Anne Snyder: And with that encouragement to reach out beyond your borders and for each of us to be in the business of reconciling all the time, I just want to thank you for taking a drink from our little fountain tonight at Breaking Ground, and to pledge our ongoing accompaniment with you on the journey of the very fraught now, rooted specifically in wisdom from the past. And from there, hopefully you will be equipped, if not downright emboldened, to create something new for tomorrow. Our overarching theme for the next month of essays is, as luck and a splash of intention would have it, the commons. And then in March, we’re going to look toward solidarity and repair. In April, givenness and the gift economy.
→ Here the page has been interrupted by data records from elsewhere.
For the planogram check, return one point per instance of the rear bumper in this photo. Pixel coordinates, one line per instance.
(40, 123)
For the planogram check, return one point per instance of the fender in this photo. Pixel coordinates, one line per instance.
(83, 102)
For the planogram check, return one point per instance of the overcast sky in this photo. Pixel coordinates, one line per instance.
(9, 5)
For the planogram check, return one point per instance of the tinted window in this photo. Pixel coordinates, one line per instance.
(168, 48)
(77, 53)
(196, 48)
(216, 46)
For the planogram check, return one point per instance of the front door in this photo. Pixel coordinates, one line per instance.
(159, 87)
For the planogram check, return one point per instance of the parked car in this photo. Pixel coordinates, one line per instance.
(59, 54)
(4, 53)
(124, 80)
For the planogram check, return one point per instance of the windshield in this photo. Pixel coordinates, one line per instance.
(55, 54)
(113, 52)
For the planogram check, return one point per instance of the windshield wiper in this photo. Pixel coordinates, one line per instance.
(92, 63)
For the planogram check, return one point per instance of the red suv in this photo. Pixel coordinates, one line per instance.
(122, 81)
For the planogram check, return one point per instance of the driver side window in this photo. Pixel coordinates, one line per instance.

And in May, the restoration of the human.

I want to once again thank our standout panelists and encourage all of you to follow them if you don’t already, and of course, my colleague, Susannah Black, and Breaking Ground’s great team, Heidi Deddens, Kathryn de Ruijter, Jeff Reimer, and Brad Vanden Boogaard as well as our twenty institutional partners that have made tonight’s event possible. And with every hope for all of you watching, your good health, for the wisdom of your steps and perhaps most poignantly right now, just the navigation of your relationships, we at Breaking Ground wish you goodnight.